I am running 2 JBL EON 515XTs for a small to medium size crowd. They worked all day yesterday and for an hour or two today. Before the event started I turned the music off. It was off for about 10 minutes. When I turned it back up I had nothing. I looked at both speakers and the power light was off. The power to the eons was fine. 
I turned one off for a minute then turned it back k on and a second after I flipped the switch I her a click like the amp was coming on. But no power light. No sound. Checked the fuses and they are fine. 
Both speaker have the same issue. 
The weather is about 85-90 degrees but yesterday it was hotter and they ran fine.

The speakers had different power sources. They audio signal was chained together. 

This is the about the third time I have used them. I have had them for about 30 days. Bought from Guitar Center. 

I did notice after staring at the back of them that one speaker was listed as 100-220v. The other was listed as 200-240v. That was odd as they were checked out in the store before they were brought home and functioned fine. And have functioned fine until now.


Any ideas? I am going to take them back and exchange them. But I am bewildered.


Any help?


----------



## FMEng (May 25, 2013)

Any power amplifier, including the one in your JBLs, will shut down for self protection if it gets too hot. Ambient temperatures of 85 to 90 could be nearing that point. The speakers sense heatsink temperature, which is affected by but not the same as air temperature. Sun hitting the black metal heatsink could make the difference between working or not. In full sun, you could burn your hand on that black metal. Try them in a cooler environment and see if they work. If they do, there is nothing amiss.

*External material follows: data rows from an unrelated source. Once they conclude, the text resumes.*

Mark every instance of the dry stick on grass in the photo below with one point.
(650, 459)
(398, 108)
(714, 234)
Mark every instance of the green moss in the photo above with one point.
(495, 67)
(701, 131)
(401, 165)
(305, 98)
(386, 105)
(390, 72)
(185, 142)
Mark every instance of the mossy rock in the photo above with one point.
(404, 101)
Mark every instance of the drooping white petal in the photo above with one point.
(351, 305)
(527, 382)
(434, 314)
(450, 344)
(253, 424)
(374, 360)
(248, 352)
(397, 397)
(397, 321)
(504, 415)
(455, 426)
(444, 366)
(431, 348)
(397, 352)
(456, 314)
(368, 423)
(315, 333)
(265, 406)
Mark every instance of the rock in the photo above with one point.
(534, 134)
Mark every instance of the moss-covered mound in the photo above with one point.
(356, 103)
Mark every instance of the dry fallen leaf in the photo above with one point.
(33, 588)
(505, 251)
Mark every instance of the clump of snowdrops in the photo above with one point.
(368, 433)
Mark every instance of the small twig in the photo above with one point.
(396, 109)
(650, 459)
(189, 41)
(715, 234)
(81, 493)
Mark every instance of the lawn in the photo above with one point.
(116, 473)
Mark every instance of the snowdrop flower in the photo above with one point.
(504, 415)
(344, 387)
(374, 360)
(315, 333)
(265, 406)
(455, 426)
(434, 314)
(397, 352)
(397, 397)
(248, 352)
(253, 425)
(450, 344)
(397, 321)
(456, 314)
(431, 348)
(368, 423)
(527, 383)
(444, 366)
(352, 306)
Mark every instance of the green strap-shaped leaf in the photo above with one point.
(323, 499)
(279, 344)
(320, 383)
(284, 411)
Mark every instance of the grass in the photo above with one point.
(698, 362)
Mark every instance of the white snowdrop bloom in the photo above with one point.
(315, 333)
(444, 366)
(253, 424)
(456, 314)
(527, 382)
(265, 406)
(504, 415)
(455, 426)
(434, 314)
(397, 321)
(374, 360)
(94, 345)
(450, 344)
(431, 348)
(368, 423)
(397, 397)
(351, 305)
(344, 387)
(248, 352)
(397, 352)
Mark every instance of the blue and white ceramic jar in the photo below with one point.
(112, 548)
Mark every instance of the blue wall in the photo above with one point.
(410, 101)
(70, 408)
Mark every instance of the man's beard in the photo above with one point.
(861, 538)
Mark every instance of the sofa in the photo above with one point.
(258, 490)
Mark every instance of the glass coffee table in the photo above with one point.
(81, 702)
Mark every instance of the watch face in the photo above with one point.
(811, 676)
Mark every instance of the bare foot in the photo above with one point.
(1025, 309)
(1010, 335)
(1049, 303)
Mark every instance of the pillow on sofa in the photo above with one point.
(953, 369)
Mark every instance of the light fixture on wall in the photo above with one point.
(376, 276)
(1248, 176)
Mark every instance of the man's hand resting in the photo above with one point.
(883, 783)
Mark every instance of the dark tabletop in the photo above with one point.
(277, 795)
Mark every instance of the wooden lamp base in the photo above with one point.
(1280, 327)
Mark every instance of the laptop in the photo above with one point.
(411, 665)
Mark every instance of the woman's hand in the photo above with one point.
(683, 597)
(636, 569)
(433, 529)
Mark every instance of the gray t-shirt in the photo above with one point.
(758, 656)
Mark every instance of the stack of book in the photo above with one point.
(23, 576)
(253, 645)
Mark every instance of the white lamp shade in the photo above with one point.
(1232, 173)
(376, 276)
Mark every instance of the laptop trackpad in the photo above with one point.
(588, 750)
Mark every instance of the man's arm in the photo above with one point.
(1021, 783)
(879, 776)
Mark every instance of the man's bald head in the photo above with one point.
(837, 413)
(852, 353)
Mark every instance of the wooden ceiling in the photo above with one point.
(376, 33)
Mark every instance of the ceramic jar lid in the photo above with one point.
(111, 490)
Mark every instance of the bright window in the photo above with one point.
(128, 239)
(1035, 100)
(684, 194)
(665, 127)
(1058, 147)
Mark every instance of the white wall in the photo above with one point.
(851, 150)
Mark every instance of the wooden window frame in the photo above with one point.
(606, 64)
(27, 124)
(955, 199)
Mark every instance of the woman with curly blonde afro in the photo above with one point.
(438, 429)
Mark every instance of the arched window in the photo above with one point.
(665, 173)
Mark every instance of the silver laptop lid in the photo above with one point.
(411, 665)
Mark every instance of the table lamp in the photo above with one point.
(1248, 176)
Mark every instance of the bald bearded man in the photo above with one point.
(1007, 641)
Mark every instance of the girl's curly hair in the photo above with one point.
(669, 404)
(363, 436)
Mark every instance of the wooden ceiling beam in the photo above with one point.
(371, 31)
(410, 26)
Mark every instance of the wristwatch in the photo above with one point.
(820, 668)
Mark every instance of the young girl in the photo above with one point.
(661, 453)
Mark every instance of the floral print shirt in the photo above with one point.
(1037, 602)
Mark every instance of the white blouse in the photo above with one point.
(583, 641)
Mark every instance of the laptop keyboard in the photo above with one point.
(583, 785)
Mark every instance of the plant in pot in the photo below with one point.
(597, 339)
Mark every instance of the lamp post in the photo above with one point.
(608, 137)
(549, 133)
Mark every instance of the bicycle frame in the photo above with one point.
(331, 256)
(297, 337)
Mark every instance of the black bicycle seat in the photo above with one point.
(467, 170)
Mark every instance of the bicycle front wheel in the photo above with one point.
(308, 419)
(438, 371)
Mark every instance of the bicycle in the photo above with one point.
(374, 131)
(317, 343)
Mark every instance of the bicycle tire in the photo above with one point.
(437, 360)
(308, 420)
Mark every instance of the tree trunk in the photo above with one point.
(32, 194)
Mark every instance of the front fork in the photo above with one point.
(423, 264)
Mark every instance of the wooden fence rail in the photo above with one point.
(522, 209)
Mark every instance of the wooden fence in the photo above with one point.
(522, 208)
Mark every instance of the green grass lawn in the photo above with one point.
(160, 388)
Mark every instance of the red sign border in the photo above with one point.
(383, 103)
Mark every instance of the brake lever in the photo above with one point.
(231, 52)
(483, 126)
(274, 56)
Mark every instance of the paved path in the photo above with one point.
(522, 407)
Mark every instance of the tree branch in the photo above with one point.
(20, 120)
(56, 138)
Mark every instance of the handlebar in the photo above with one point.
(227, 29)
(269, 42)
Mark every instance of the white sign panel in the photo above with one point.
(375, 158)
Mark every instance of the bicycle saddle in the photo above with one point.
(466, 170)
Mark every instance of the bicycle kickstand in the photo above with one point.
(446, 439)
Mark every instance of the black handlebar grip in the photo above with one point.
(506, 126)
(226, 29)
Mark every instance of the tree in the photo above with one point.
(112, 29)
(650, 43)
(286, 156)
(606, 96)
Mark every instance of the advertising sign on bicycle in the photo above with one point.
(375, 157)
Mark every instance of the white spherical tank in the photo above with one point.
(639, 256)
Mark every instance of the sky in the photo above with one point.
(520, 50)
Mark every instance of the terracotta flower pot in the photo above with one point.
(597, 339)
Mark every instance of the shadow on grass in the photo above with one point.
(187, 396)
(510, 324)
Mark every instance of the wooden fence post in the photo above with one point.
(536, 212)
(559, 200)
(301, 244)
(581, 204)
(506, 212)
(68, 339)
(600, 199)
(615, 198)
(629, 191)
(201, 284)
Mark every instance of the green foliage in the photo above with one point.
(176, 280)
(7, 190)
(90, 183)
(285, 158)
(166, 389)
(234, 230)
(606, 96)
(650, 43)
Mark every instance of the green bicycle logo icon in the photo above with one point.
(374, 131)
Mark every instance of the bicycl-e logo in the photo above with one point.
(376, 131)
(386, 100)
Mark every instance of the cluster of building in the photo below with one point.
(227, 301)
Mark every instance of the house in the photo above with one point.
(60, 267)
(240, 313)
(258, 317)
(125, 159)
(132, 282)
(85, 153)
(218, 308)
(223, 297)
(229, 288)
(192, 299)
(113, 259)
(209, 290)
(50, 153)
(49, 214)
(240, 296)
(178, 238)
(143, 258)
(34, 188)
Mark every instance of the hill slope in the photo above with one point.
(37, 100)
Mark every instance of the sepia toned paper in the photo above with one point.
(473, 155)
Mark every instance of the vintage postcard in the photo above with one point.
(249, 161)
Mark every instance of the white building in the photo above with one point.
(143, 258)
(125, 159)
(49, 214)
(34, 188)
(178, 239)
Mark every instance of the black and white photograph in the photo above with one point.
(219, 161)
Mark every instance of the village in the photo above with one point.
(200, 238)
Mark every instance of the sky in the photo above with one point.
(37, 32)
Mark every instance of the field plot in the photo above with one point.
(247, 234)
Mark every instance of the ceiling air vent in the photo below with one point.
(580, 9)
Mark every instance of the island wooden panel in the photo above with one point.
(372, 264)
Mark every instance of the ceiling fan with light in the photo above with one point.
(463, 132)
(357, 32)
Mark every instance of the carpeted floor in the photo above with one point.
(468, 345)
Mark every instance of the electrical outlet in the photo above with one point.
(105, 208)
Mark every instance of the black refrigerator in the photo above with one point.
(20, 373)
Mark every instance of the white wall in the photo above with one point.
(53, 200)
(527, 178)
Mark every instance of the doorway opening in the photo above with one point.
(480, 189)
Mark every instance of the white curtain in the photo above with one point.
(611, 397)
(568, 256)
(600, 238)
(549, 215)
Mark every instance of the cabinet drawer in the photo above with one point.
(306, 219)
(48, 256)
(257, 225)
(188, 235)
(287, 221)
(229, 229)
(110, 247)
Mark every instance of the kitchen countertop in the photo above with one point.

I'm puzzled by your comment about AC voltage because the 515XT has a universal, 115 to 230V supply. See page 6 in the user guide about both issues.


----------



## jmbstudios (May 25, 2013)

As far as the AC the back of the speaker has the voltage printed. Yes I was puzzled by it also. But it is what it is. As far as the temps. The prior day the speaker were used in Full sun in the heat of the day. The day they went out they were not in full sun and it was cooler. 
I understand heat protection. But I don't get what happened here. 

I am headed back to guitar center tomorrow or Monday to return them. I might up to the PRX615.


----------